Definition - A letter from the primordial Teutonic alphabet that was used by Scandinavians and Anglo-Saxons.

1. The runic alphabet was developed in the second or third century CE by modifying the letters of the Roman and Greek alphabets so that they would be easier to carve into wood or stone.

Example -

The Anglo-Saxon version of the runic alphabet that is called the Futhork.
The Anglo-Saxon version of the runic alphabet that is called the Futhork.

Etymology -
The term derives from the Old English rune, secret or mystery.

Oxford English Dictionary -
Its first citation is from 1685:
"We are sufficiently assured, that the Heathen Saxons did also make use of these Runæ."
(W. Nicolson in Phil. Trans. XV. 1293 )


1. In the 8th century the runic alphabet was simplified so that, for example, the characters for the b and p sounds were both written with the B rune, and the g, k and ng sounds were rendered by the K rune.
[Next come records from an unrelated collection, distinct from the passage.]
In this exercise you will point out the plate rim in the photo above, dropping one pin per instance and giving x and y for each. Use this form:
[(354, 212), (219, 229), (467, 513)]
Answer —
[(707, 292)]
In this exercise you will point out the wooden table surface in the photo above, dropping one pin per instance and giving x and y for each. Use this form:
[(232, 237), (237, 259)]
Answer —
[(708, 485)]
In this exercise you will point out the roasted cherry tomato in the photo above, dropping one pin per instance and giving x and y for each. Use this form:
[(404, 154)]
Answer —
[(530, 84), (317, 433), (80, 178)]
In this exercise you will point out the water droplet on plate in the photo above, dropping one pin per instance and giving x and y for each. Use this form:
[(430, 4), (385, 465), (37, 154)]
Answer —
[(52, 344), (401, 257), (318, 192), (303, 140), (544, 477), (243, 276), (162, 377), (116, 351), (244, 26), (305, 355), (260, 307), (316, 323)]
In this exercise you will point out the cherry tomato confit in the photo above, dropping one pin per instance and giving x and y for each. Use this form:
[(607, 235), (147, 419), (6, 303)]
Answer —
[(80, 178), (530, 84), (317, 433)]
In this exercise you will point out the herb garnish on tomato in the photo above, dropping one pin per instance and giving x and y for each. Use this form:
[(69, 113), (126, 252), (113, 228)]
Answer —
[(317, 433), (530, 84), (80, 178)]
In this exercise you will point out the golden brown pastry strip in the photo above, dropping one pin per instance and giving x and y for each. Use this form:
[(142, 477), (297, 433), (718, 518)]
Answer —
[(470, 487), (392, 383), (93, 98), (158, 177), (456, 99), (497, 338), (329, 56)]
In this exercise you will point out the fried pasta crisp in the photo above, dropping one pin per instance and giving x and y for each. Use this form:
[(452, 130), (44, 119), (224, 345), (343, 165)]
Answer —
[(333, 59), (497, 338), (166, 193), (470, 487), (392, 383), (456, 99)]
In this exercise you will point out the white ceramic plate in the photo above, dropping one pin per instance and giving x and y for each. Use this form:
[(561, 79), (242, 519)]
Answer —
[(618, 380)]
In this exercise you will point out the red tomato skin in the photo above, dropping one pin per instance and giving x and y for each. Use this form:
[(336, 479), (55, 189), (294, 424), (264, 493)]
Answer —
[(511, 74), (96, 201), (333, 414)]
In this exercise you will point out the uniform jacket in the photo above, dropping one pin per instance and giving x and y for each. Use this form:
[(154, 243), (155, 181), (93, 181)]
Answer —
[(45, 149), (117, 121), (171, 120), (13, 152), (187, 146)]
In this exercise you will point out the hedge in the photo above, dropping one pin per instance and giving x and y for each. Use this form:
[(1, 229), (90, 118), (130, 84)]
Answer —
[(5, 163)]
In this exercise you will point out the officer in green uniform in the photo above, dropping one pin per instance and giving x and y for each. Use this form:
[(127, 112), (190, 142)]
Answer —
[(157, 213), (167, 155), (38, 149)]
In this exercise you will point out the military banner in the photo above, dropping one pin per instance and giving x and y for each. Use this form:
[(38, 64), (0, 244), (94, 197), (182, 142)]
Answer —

More than half of all old runic inscriptions are found in Sweden, and more than half of those in the province of Uppland. The purpose of the runestones was, e.g. to establish ownership after a landowner had died or to enhance the prestige of a chief or a family. When you read a runestone, you should begin at the head of the dragon which is found on most inscriptions from around the year 1000 CE. With the advent of Christianity and Latin script, runes became gradually rarer, but they were used by people in remote areas of Sweden until the beginning of the 20th century.